When Beth first submitted her essay to me, her bio was filled with doubt. It included words like “defunct” and “dreadful” and gave voice to her insecurities as a writer who gave more time to her mothering and teaching than to her writing or herself.
But what happens in the process of writing is that you write for the person you are becoming.
Let me explain.
I often tell my writing coaching clients not to edit too close to the writing. What I mean is that keeping that journal, filled with your honest emotion, or drafting that short story, in which you are grasping for the unified meaning—all this changes you.
If you edit too soon, you do not allow yourself the time to become the writer who has written from that raw and truthful place.
Later, after this transformation happens, the revision process is easier because you are the one who has written and you can see the changes that need to happen more clearly.
Let’s take another example.
The submission process is tough. Many people never try, or give up, or refuse to work with editors to make the work what the world needs it to be. But if you refuse to give in to your fear, then you become a published writer.
And this transformation then changes the attitude you have toward your writing, toward the submission process—and toward yourself as a writer.
So in the same way that I am advising you to hold off editing until you have allowed your writing to “cool” and your own self to develop, I want you to refrain from self-doubt and criticism until after the publication happens.
The theme of this month’s column is rest—lying fallow—in order to let your work deepen. What I am suggesting is that small rests are necessary all along the way.
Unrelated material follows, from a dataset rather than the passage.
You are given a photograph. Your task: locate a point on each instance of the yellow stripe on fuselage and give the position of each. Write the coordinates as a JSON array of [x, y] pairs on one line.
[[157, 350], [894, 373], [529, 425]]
Write, then wait. Revise later, after you have become the writer who understands the larger scope of the work.
Submit, then wait. The publication will change your relationship to your work and yourself.
And as your writing progresses, each poem, each story, each essay, each book—these will change you in ways you cannot predict. You will become easier on yourself. You will learn how much writing you can do. You will feel the arc of a work more easily. You will not doubt yourself so much.
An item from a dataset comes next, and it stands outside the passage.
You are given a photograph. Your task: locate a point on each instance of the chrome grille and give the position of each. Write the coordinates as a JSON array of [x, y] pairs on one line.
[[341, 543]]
The next time you are faced with a writing project that fills you with dread, rest.
If you’ve just written it, let it go. Return to it in a month or a year. See the clarity that time brings.
If it’s ready, let it go. Allow the world to accept it for what it is—not you, not your baby, not your deepest dream—just writing. Just art. Something outside of you that you have produced and loved and can let go into the world as its own being.
You know how to do that, Mama.
4 replies on “Reader Response to Fallow: Remembering that Before Birth Comes the Cave”
Really lovely essay, Beth. Thank you. Cassie, your notes are very timely for me. I’ll keep them in mind as I keep writing. Thank you both.
Cassie,
just what an exhausted mommy writer needed to hear today while filling the gaps in my rough rough draft, pounding my way toward the manuscript. Thank you for reminding me to not give into the fear and submit. I will be doing so. Love Literary Mama.
This is not the first time that I’ve found just the wisdom I needed in one of your columns. It’s almost uncanny!
I am in the sandwich generation myself and your essay spoke to me deeply.